A Scolding Wife

A Scolding Wife
I married a scolding wife some twenty years ago,
And ever since I've lived a life of misery and woe.
And ever since I've lived a life of misery and sin,
For she'd bang me to the devil for a glass or two of gin,
Oh, she hurries me, she worries me, it is her whole delight
For to bang me with the fire shovel around the room at night.
When I come in to supper just ready for to drop,
My wife she drains the kettle dry while I may drink the slop. And if I say a word, oh, the poker is my doom,
For she’d bang me with the fire shovel all around the room
(Chorus)
I says, “My darling woman, I guess I’ll go to bed,”
And scarcely five minutes on the pillow laid my head
When like an angry lion she bursted in the door
And seized me by the hair of the head and pulled me to the floor.
(Chorus)
I yelled out meelee murder; the policemen broke the door, And there they found her fleecing me so neatly on the floor.
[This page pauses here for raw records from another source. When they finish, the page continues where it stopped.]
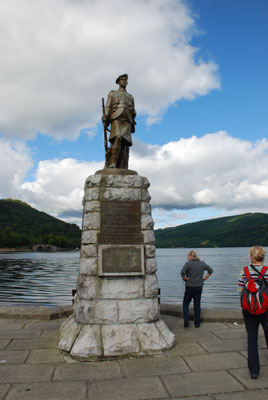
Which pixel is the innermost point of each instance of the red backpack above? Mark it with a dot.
(254, 296)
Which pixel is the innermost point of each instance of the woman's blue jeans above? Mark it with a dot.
(192, 293)
(252, 326)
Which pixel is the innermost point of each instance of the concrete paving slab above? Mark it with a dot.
(10, 324)
(13, 357)
(128, 389)
(263, 355)
(248, 395)
(225, 345)
(25, 373)
(208, 362)
(207, 397)
(49, 391)
(185, 349)
(3, 344)
(42, 356)
(20, 334)
(3, 390)
(154, 366)
(201, 383)
(210, 326)
(86, 371)
(231, 334)
(235, 325)
(242, 374)
(191, 335)
(22, 344)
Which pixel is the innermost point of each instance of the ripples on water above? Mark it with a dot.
(48, 278)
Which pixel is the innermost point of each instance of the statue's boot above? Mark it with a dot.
(126, 157)
(114, 156)
(122, 157)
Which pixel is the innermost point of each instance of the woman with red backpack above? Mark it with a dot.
(253, 285)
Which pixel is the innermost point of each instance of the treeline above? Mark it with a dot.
(9, 238)
(23, 226)
(243, 230)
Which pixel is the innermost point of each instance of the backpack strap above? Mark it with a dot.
(264, 269)
(247, 272)
(261, 273)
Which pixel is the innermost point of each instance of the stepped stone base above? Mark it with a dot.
(116, 310)
(91, 341)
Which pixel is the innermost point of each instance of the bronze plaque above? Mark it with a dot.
(120, 218)
(121, 260)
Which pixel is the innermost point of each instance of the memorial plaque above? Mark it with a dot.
(120, 223)
(120, 217)
(121, 260)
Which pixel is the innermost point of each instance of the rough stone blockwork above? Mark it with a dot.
(115, 315)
The neighbors they came flocking in, they being in a fright, And if it hadn’t been for them she’d have ended my sweet life.
(Chorus)
If fate would prove a little kind and I could have my will, I’d send her for a year or two unto some treading mill,
And if they wouldn’t take her I’d thank them just the same, For I’m sure I’d rather hang myself than ever wed again.
(Chorus)
Note: All my brothers sang this song. I do not know where they learned it.